The wide blue eyes didn’t fool Crane. He grunted, went back to the file, began to read aloud: “First at Navigation School. First in a bombing competition at Nellis, during Red Flag. First, first, first.” He shut the file with a snap. “Dammit, McCann! If competence in the air alone gave rank, you’d probably be one of the youngest majors around.” He opened the file again, studied an item in it. “Calling your pilot a dipshit is no way to make friends and influence people, especially when
he’s
a major, and you’re a rookie second lieutenant … even if you were top of your class.”

McCann cleared his throat. “I apologised afterwards, Colonel. I’d got over-excited.”

“Over-excited. Is that what you call it? To Major … now where’s his name … to Major Ives, it was crass insubordination. He recommended at the time that you be kicked out. Did you know that?”

McCann was genuinely surprised. “No, sir.”

Crane looked at him. “A pity. You might have learned something if you had. You’ve got a good flying record, McCann. Before you came to us, you were on Rhinos.” Rhino was slang for the Phantom, the aging but powerfully brutish twin-engined fighter bomber.

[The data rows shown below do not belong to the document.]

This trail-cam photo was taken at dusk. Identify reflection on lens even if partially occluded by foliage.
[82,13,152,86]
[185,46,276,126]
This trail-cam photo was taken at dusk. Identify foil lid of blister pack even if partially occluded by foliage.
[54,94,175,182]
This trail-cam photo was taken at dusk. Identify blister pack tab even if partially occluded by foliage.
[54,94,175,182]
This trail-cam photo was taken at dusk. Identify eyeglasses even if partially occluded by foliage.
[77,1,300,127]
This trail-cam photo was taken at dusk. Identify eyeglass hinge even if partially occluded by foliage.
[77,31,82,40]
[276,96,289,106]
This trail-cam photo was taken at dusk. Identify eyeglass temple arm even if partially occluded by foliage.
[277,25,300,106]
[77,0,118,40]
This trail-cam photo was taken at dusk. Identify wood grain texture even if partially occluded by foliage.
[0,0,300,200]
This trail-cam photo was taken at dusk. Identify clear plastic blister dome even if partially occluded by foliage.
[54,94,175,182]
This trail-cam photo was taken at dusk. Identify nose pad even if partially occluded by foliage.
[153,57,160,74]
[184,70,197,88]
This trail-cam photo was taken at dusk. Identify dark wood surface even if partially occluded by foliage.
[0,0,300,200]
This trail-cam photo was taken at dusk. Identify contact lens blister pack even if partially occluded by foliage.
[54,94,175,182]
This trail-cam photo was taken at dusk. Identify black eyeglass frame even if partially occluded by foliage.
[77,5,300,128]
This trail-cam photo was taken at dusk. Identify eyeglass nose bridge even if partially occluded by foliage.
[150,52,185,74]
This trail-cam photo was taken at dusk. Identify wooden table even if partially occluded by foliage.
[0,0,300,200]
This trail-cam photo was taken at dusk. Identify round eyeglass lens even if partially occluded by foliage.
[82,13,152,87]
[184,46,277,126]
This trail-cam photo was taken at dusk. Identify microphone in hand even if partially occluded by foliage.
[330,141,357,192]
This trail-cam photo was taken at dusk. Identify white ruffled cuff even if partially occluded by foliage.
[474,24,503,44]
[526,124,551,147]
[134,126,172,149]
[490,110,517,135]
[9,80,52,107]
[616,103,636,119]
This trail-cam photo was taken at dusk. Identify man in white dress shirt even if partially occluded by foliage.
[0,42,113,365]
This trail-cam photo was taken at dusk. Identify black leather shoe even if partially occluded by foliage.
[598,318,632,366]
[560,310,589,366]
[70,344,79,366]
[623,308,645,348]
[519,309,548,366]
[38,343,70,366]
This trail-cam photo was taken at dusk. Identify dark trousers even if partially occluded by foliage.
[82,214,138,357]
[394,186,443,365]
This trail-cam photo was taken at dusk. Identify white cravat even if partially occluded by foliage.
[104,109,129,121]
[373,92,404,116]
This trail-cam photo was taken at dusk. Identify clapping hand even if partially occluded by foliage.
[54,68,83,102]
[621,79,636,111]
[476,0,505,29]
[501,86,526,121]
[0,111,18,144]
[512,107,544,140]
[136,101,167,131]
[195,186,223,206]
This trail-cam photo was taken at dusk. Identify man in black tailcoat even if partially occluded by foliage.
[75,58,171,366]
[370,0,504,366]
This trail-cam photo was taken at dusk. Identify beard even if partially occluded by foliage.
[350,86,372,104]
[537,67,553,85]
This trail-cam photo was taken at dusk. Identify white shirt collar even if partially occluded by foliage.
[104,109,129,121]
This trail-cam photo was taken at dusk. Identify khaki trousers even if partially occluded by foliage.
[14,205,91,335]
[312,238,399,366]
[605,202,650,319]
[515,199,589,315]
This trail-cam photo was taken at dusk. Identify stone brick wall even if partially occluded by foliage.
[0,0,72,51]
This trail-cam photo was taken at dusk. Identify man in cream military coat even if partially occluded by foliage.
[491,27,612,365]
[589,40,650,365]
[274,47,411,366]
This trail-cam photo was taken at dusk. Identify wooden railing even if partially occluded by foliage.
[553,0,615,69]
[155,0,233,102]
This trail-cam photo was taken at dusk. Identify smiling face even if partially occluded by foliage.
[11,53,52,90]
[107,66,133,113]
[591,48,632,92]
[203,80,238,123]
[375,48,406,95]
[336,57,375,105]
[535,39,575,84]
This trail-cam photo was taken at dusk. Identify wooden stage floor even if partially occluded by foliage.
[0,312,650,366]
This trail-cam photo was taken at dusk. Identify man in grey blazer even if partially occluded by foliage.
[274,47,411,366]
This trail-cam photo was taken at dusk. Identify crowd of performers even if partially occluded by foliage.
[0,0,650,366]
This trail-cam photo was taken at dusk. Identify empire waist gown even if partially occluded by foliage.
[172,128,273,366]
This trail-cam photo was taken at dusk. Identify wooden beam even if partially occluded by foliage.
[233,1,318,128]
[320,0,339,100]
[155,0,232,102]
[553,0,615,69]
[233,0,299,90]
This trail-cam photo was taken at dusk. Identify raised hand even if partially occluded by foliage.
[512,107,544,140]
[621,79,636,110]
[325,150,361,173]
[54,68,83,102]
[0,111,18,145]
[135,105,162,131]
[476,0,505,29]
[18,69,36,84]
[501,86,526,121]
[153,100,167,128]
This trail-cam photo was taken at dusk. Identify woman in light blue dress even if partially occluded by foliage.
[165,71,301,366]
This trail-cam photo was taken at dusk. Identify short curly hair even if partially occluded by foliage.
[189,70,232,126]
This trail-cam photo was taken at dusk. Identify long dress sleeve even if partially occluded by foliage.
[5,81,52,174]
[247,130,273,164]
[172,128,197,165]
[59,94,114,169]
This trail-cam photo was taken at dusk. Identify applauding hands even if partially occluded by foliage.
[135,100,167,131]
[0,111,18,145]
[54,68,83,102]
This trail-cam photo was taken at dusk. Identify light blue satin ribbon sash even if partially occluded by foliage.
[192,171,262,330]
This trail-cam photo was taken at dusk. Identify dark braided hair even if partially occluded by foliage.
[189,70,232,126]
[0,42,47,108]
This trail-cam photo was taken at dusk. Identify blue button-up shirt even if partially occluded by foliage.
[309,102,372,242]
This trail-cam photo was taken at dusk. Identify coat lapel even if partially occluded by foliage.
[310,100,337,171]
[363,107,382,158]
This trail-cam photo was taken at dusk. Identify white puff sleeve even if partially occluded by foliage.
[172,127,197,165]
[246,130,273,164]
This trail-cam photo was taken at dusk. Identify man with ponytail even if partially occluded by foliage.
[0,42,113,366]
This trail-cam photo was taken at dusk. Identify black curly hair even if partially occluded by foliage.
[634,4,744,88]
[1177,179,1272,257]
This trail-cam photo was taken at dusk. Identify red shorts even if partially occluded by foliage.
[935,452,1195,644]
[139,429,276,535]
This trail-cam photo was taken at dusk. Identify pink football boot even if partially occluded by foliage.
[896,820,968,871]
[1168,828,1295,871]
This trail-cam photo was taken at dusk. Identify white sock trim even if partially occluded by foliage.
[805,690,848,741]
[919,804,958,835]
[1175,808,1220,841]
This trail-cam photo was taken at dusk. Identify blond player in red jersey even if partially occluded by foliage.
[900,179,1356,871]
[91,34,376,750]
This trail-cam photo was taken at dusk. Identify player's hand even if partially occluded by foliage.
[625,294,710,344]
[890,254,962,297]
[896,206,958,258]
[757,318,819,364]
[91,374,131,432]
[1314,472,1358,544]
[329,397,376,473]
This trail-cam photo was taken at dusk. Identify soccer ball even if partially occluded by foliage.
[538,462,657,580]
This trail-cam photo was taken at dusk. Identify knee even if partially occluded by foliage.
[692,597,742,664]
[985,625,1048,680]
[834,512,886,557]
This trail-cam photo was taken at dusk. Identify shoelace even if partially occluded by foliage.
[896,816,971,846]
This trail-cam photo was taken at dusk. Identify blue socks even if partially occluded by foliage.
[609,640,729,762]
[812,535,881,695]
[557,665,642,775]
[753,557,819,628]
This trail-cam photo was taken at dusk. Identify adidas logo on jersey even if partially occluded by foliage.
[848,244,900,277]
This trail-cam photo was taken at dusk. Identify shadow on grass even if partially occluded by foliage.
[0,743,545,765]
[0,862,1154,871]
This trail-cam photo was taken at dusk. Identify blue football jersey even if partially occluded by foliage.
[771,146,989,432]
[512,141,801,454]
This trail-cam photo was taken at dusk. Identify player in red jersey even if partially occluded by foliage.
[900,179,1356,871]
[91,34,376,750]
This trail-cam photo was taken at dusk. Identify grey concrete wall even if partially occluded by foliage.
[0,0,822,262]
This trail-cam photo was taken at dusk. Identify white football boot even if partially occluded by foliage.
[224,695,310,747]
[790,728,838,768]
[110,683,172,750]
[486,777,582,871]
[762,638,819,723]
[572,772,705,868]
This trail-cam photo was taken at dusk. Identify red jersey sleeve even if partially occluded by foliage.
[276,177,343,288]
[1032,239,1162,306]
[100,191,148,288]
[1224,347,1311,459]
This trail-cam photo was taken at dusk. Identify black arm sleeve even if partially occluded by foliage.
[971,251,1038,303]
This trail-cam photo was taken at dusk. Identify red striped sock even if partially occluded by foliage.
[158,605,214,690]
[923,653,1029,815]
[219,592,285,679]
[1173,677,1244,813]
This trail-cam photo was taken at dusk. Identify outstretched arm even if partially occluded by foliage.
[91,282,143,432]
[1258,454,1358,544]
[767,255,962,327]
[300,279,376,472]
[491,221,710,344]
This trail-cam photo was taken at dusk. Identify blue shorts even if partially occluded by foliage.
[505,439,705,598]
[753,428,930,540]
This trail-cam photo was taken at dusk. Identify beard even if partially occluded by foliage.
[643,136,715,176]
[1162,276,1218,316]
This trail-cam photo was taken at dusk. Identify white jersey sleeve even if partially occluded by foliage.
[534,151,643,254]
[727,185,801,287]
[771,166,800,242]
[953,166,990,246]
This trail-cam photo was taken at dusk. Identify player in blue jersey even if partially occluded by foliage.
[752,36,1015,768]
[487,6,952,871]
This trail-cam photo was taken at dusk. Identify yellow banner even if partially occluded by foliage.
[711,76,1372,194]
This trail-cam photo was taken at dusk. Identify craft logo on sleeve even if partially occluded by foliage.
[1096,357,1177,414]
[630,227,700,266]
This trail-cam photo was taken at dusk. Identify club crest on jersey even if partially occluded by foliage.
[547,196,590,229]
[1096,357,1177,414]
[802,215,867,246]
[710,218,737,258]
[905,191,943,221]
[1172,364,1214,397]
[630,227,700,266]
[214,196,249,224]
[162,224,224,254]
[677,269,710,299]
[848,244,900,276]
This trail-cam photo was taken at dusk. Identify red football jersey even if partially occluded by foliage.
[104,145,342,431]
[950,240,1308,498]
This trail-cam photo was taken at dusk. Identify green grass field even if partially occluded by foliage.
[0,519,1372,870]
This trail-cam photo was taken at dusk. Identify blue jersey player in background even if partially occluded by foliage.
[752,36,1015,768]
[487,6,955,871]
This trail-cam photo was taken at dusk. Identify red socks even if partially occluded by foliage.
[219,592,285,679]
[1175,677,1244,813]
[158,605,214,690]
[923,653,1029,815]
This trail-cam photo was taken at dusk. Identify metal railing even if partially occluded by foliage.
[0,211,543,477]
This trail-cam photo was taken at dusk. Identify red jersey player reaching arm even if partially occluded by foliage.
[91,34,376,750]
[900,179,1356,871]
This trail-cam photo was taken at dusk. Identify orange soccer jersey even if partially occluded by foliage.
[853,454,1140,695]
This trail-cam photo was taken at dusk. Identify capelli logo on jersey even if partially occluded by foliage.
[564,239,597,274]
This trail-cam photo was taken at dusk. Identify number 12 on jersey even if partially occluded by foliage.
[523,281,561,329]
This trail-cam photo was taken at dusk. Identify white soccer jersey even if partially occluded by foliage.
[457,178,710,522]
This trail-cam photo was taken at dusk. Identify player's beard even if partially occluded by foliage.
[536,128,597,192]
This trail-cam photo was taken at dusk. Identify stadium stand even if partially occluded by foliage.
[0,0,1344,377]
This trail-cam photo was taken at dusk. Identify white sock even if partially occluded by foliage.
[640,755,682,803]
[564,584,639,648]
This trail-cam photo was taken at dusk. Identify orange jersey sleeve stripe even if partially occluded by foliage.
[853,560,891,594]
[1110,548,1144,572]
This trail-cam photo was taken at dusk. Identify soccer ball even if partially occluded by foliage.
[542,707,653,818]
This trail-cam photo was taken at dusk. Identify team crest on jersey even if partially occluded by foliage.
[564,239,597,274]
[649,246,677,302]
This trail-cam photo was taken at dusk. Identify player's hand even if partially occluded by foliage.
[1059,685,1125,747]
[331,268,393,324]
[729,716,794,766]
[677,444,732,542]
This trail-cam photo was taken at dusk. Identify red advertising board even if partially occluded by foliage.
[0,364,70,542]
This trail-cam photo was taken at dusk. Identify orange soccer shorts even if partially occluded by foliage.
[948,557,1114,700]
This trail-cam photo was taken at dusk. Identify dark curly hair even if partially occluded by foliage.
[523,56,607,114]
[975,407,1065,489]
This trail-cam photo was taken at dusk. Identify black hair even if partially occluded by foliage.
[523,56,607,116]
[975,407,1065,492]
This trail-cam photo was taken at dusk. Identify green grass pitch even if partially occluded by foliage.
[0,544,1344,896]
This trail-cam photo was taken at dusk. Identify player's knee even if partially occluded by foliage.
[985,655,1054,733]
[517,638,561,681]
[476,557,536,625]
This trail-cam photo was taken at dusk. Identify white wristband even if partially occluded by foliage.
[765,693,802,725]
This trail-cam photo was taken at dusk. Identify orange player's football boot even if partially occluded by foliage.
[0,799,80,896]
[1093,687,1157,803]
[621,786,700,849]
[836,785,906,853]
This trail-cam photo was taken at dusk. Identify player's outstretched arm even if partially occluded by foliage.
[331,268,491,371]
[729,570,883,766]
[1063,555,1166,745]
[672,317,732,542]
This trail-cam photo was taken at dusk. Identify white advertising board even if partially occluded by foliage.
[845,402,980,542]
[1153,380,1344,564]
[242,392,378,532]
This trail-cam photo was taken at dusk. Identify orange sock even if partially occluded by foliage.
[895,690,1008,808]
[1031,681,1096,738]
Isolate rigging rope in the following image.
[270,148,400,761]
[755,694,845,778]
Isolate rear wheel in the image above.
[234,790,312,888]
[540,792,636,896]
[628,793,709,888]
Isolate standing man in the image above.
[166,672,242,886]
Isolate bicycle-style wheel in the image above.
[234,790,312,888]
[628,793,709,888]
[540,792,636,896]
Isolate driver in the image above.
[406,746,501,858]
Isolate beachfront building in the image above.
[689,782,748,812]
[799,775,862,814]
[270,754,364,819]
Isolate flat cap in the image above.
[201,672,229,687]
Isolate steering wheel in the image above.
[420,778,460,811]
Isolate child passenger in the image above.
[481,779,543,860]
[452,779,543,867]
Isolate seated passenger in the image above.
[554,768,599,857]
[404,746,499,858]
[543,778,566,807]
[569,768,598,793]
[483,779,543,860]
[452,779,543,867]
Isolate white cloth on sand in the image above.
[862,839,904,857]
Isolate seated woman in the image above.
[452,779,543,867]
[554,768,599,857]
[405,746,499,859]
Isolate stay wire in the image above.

“Yes, sir. I was on F-4Es.”

“Again, your flying record during that period
is excellent. But you apparently got into an argument with another major, on tactics,
during
a hard turning fight. Do you always pick arguments with majors, Lieutenant?”

“Not if I can help it, Colonel, sir. The incident you mentioned took place during Red Flag at Nellis. We were coming out of Coyote North when we were bounced by a couple of Gomer F-5s.” McCann meant the Tiger II used as MiG simulators against which participating aircraft had to fight. “I called a break and he ignored it. I could see the Gomer, and he couldn’t. He had zeroed in on the Gomer’s buddy and had become fixated. He wouldn’t let go. I called the break again, but got no reaction. He was determined to nail that little F-5. But his buddy nailed us first. I got angry. We could have taken them both if he’d listened. I told him what the hell use was it having a back-seater if he wasn’t going to listen.”

Crane remained silent for a few moments, again reading the file.

“Someone ought to paint two gold oak leaves on your cockpit rim,” he said. “You’ve certainly nailed two majors.”

McCann did not smile. The Colonel was not smiling.

“Some people say,” Crane went on, “you’re a spoilt rich kid. I don’t happen to agree … but you do have a slight problem with superior officers, especially those you think know less than you.” Crane’s eyes, seeming to hold the wisdom of the ages, fastened
upon McCann. “A special memo has been passed to me. There’s a requirement for top crews to form an elite group of squadrons. I’ve recommended you.”

McCann would not have been McCann if he had not snidely suggested: “Getting rid of me, sir?”

“No, Lieutenant. I may be doing you a favour. I may be the only person in the entire United States Air Force who believes it, but I think you have it in you to make the grade to high rank. You might even carry a general’s star one day, if you’re not busted out first. If these new squadrons hold their promise, you’ll be among some of the most envied aircrew in the Western Alliance.”

McCann thought about that for a while, then asked: “Why me, Colonel?”